“Step right up, step right up! Be amazed, be enchanted, be seduced by this truly tantalising temptress, this dazzling damsel, this luscious lass. She’s a fine example of early 21st-century construction, with tapered legs and a firm seat. What an object of adoration, of lust, of desire! This window of opportunity won’t be open for long. Soon, she’ll be shop-worn. GRAB HER WHILE SHE’S HOT!”
This is my interior monologue on a recent outing with my daughter. We’re not at the circus or an auction – the setting is a barbecue.
‘ve been talking to a family friend, a man I’ve known for over a decade. He spots the two of us and says, eyes wide, “My, how you’ve grown. You’re a pretty little thing. All the men will be looking at you instead of your mother!”
The earth stops spinning. Time stands still. Gracie stares at the ground, no doubt hoping it swallows her.
She is 10 years old. Still playing with dough, colouring in, and sleeping with teddies – not wearing them; still bike riding, rope skipping and mud-wrestling – and not in the nude. Gloriously prepubescent and innocent – a child.
I’m a clown in sideshow alley, mouth agape. I want to shout and scream and shake him: HOW DARE YOU SEXUALISE MY DAUGHTER?
But I stand stunned. He misreads my expression. “Oh, don’t worry Trace,” he says. “It happens to every woman at some stage.”
My jaw drops to the floor.

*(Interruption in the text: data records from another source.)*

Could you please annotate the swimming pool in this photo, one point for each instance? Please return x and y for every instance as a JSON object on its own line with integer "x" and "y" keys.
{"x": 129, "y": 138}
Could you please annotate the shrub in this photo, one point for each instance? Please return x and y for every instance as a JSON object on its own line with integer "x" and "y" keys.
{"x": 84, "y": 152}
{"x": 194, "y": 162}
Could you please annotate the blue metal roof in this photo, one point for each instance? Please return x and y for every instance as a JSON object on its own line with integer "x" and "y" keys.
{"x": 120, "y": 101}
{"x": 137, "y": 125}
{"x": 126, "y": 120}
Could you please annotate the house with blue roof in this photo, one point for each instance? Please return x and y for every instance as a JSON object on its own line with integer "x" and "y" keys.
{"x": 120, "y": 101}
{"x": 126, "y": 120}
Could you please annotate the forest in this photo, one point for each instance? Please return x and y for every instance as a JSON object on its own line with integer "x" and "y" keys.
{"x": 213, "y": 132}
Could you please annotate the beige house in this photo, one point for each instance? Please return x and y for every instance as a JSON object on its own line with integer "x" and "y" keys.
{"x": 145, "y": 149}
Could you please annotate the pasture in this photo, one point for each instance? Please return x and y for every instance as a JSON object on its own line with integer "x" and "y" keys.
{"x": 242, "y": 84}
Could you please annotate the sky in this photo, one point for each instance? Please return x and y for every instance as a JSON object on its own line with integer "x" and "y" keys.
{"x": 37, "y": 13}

He assumes I’m upset because I’ve “lost my looks”.
This idea of psychosexual conflict has been around since Carl Jung coined the term “Electra complex”, named after the mythological young woman who plotted matricide, and based on the premise that girls compete with their mums for their father’s possession.
If you switch around the letters, it spells COMPLETE CRAP. I consider Grace a daughter, not a usurper.
Whenever I fear sexism is afoot, I play a game called “Swap the Subject”. Picture this: my husband – who looks a little like me, frayed around the edges with a sprinkling of grey and flock of crows’ feet – is at a social function with our son, aged 11.
“What a handsome lad he is,” someone says. “All the women will be looking at him instead of his father!”
Of course, no one would say this to a boy. But girls are treated as fresh meat, ready to be devoured before they go off.
Listen to the language of the likes of Rolf Harris and Donald Trump: the former blamed a “flirtatious” teenager who said he’d indecently assaulted her; the new American President says you can “do anything” to women if you’re famous enough, including “grabbing them by the pussy”.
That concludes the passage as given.